Don Francisco de Ibarra fundó el Reino de la Nueva Vizcaya en 1563, teniendo a la ciudad de Durango como capital.
Luego, Don Antonio Deza y Ulloa fundó el Real de Minas el 12 de octubre de 1709. Nueve años después, el 1 de octubre de 1718, se fundó la villa de San Felipe Real de Chihuahua.
En 1707 sucedió el primer denuncio minero en Santa Eulalia, dando origen en 1709 a la fundación de lo que hoy es la ciudad de Chihuahua, que originalmente se llamó San Francisco de Cuéllar y más tarde San Felipe El Real de Chihuahua, a partir de este hecho el eje espacial de este territorio, el distrito minero de Parral al sur, la misión de Casas Grandes y el presidio de Janos al norte, se “movió” hacia el oriente con el paso obligado por Chihuahua.
Con la supresión de señoríos Nueva Vizcaya dejó de ser un reino y pasó a ser Provincia.
Para finales del año de 1823 y principios de 1824, la villa de San Felipe Real de Chihuahua goza de mucha fuerza política y rivaliza con la capital provincial que era la ciudad de Durango.
En 1824 con la primera república mexicana, la villa de Chihuahua y la ciudad de Durango se separan y cada una forma su provincia, los nombres provinciales surgen por la capital respectiva.
Villa de Chihuahua, provincia de Chihuahua, ciudad de Durango, Provincia de Durango.

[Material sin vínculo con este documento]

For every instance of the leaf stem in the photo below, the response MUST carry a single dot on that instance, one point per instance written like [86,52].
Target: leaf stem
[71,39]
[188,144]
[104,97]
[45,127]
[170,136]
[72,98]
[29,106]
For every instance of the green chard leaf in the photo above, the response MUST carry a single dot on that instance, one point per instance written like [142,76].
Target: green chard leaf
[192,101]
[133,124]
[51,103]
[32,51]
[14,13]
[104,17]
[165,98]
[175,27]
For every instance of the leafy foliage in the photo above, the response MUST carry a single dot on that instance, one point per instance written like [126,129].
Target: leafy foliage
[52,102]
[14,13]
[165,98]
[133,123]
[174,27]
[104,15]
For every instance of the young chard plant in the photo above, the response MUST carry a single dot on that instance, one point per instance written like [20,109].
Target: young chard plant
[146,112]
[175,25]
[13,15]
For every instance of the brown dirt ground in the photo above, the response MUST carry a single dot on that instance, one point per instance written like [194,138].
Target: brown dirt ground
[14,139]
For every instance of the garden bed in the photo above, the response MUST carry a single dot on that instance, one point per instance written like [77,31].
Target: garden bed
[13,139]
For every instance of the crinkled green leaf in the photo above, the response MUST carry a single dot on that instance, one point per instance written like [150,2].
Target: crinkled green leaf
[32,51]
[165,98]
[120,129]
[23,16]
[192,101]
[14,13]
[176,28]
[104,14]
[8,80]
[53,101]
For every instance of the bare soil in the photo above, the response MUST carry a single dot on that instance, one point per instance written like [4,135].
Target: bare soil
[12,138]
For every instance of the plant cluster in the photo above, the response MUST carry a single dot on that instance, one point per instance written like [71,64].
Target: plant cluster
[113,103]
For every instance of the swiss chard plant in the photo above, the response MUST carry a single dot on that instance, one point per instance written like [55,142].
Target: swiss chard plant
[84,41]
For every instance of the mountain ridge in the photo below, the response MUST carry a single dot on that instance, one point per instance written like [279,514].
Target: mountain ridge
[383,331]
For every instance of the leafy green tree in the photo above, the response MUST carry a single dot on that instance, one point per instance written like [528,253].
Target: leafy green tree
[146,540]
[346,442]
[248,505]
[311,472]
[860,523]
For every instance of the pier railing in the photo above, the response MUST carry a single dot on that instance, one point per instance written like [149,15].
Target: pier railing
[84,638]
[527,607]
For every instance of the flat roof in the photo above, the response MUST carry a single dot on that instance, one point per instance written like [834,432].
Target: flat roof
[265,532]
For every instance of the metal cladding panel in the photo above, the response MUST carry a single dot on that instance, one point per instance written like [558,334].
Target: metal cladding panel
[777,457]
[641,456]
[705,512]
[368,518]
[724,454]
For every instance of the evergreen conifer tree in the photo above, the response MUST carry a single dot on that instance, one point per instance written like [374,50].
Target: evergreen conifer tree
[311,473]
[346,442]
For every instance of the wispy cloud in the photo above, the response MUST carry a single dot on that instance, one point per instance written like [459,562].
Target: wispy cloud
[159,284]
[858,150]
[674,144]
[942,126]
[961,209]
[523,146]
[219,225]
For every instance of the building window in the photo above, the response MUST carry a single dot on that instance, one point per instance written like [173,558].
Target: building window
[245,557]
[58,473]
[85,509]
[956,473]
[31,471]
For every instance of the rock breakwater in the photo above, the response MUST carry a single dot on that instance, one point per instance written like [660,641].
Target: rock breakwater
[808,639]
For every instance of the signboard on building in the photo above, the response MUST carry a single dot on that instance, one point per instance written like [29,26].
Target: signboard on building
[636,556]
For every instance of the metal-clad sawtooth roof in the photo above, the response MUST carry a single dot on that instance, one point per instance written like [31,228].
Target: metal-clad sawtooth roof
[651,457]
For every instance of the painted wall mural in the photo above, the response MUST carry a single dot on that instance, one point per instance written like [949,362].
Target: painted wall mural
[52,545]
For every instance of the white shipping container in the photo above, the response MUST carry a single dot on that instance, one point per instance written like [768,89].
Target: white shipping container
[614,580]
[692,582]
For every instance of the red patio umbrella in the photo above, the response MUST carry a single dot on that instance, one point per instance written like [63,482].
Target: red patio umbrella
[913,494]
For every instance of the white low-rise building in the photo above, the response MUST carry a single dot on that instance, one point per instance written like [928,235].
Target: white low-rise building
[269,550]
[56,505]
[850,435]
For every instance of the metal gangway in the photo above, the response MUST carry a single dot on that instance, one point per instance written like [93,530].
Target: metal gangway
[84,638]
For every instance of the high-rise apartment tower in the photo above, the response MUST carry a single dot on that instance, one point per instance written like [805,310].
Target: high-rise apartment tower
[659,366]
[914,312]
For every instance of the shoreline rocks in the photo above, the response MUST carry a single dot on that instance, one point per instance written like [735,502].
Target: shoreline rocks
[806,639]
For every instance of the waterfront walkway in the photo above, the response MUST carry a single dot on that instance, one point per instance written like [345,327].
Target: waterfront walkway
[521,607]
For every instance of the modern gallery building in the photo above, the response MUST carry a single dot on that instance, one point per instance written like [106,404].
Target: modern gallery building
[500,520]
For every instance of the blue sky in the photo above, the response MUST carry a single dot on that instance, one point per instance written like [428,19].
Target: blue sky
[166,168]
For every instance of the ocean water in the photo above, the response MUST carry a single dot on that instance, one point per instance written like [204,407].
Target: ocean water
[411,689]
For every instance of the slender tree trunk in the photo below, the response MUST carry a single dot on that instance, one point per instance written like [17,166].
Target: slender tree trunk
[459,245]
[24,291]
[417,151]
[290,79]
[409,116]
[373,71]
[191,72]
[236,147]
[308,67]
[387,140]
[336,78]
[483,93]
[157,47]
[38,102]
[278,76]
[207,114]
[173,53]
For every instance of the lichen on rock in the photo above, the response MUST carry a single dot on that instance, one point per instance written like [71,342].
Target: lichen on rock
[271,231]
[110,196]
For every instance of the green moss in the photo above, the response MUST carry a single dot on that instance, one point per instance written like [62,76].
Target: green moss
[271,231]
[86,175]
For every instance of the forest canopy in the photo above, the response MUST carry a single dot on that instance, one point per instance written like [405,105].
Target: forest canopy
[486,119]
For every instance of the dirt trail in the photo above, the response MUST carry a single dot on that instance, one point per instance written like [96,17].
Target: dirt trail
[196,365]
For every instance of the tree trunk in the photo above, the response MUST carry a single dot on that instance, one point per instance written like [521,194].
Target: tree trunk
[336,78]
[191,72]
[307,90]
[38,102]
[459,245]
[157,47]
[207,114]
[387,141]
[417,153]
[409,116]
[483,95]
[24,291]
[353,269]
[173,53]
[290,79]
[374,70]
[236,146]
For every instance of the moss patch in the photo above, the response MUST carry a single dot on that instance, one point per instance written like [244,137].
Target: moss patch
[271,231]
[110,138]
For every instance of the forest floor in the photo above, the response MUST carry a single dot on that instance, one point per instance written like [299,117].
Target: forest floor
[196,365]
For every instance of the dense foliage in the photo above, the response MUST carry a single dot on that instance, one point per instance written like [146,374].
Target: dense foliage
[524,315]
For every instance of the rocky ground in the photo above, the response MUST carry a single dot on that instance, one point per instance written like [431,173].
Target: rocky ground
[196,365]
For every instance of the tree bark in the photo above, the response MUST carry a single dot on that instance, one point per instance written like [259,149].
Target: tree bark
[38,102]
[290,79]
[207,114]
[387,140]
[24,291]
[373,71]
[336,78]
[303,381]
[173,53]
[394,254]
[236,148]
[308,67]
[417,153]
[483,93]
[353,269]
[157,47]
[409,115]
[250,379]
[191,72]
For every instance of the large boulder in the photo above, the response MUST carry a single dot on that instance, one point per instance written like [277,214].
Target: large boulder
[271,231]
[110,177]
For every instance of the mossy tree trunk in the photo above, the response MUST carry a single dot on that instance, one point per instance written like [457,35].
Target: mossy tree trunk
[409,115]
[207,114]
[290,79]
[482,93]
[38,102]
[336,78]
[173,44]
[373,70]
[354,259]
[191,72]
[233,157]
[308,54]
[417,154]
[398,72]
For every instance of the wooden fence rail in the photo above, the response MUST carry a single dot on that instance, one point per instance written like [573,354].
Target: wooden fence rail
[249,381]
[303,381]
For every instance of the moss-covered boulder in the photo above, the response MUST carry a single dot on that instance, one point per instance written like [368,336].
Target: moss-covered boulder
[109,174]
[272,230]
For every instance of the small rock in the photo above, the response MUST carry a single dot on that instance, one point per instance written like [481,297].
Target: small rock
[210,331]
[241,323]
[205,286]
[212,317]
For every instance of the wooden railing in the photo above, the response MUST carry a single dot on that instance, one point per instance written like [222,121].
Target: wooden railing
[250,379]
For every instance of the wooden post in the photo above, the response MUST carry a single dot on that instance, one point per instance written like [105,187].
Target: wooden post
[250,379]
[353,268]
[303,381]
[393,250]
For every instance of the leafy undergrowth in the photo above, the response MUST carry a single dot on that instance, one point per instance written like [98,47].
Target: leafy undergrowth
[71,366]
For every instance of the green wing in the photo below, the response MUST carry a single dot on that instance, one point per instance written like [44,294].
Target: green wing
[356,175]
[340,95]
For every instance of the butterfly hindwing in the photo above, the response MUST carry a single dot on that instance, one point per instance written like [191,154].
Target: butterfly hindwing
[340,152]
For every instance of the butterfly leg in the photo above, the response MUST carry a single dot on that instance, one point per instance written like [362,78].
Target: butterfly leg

Después con el federalismo pasaron de ser provincias a Estados como les llamamos hoy.
El 1 de octubre de 1718, Don Antonio Deza y Ulloa gobernador y capitán general del ahora extinto reino de la Nueva Vizcaya.
Le cambió de nombre al poblado del Real de Minas de San Francisco de Cuéllar, por San Felipe Real de Chihuahua elevándolo a villa.
Nueve años antes, Don Antonio Deza y Ulloa originario del actual Estado de Puebla, fue enviado por el virrey Don Francisco Fernández de la Cueva, X Duque de Alburquerque, VIII Marqués de Cuéllar y Grande de España; quien se caracterizó por ser un hábil diplomático en la palabra y el papel, amante del tiempo y el buen gusto combinando con una casta militar. Pues llevó un estricto orden de cada asunto de la Nueva España en su escritorio, hasta el rígido control del Real de Minas más lejano.